Metal-coated microfluidic EDGE systems having different surface roughness and wettability were investigated for monodispersed oil-in-water emulsification. The plateau in the EDGE-CuNi/Cu system, having large surface roughness, was not filled uniformly, which resulted in a smaller number of droplet formation points per unit length. This ultimately leads to a lower droplet formation frequency. Droplet formation with the less hydrophilic EDGE-CuNi system was stable over a wider range of pressures than with the more hydrophilic EDGE-Cu and EDGE-CuNi/Cu surface. The productivity of the EDGE-CuNi system was found similar to the silicon-based systems.

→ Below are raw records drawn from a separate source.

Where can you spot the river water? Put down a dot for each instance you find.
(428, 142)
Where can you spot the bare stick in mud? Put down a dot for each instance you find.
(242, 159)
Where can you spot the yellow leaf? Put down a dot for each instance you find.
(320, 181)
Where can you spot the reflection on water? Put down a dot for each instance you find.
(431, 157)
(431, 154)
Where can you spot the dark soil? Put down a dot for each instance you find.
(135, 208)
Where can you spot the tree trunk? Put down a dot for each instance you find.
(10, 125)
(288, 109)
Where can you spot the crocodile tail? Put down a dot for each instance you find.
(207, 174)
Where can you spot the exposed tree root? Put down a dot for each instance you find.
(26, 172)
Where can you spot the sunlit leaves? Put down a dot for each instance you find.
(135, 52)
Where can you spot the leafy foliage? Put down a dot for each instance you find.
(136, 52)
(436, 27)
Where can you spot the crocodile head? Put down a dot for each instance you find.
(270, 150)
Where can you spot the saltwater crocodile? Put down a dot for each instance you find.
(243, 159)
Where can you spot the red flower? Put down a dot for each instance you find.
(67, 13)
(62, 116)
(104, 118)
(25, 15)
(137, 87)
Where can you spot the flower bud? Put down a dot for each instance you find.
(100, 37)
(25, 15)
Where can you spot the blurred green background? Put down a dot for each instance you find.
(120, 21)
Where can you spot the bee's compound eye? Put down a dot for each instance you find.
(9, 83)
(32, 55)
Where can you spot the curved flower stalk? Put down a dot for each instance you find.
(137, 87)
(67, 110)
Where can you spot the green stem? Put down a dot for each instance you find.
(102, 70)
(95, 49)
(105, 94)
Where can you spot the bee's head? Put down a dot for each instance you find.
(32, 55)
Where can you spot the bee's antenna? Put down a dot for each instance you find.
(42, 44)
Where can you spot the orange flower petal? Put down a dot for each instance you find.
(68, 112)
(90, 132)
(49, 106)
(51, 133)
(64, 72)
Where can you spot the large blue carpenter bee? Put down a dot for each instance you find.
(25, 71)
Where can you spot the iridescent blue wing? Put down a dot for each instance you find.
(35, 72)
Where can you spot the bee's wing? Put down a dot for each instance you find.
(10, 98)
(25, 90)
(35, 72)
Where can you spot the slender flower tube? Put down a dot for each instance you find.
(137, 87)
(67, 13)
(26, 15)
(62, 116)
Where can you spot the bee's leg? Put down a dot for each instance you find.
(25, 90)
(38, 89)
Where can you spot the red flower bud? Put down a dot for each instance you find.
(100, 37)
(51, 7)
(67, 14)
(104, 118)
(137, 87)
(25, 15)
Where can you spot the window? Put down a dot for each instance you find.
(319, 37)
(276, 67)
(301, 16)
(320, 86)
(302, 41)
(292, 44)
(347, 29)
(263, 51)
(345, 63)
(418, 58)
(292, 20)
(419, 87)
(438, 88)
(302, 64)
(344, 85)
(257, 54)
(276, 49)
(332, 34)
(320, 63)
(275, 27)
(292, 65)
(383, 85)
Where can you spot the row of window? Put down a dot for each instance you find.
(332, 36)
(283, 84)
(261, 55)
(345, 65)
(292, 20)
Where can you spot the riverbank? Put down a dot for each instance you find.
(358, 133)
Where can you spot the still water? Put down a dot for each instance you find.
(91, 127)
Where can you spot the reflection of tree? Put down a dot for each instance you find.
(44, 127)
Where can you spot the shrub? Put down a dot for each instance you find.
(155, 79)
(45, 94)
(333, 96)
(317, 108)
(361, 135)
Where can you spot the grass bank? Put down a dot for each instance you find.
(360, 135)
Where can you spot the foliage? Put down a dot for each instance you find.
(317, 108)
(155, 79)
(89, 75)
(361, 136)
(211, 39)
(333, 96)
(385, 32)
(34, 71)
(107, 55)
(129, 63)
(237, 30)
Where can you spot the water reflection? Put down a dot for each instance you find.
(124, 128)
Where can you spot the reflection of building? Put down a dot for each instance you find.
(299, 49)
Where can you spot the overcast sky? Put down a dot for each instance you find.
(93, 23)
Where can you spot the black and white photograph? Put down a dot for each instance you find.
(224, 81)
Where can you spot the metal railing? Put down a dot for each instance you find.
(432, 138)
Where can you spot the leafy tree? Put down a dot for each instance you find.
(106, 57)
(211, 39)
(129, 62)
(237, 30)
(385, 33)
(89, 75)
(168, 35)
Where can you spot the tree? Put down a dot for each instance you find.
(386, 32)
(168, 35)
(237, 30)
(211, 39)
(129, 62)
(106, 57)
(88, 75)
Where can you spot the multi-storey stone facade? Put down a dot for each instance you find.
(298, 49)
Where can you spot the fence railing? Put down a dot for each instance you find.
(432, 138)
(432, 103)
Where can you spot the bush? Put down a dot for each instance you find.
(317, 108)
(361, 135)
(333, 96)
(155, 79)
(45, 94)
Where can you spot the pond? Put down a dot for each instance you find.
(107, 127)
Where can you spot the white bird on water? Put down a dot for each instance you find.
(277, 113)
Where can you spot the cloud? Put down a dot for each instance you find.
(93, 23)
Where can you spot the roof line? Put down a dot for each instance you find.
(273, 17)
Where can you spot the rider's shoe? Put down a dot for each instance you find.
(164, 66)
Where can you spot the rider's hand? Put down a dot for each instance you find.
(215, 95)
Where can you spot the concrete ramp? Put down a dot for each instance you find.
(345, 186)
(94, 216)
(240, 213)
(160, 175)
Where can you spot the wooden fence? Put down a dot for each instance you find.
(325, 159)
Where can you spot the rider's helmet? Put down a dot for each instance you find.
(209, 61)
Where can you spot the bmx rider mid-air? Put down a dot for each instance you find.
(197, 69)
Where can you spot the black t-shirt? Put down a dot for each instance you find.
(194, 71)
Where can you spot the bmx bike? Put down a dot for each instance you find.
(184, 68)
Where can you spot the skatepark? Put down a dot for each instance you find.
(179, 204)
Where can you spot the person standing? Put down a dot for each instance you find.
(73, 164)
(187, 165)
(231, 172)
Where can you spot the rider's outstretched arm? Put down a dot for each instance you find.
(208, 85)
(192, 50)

The results indicate that a moderate surface roughness may help to decrease the distances between the locations at which droplet formation takes place and hence may increase the total number of droplet formation points per unit length of the edge. This, together with their high pressure stability, may increase the productivity of the system (compared to flat silicon based systems), which is significant for scale-out and the development of practical applications.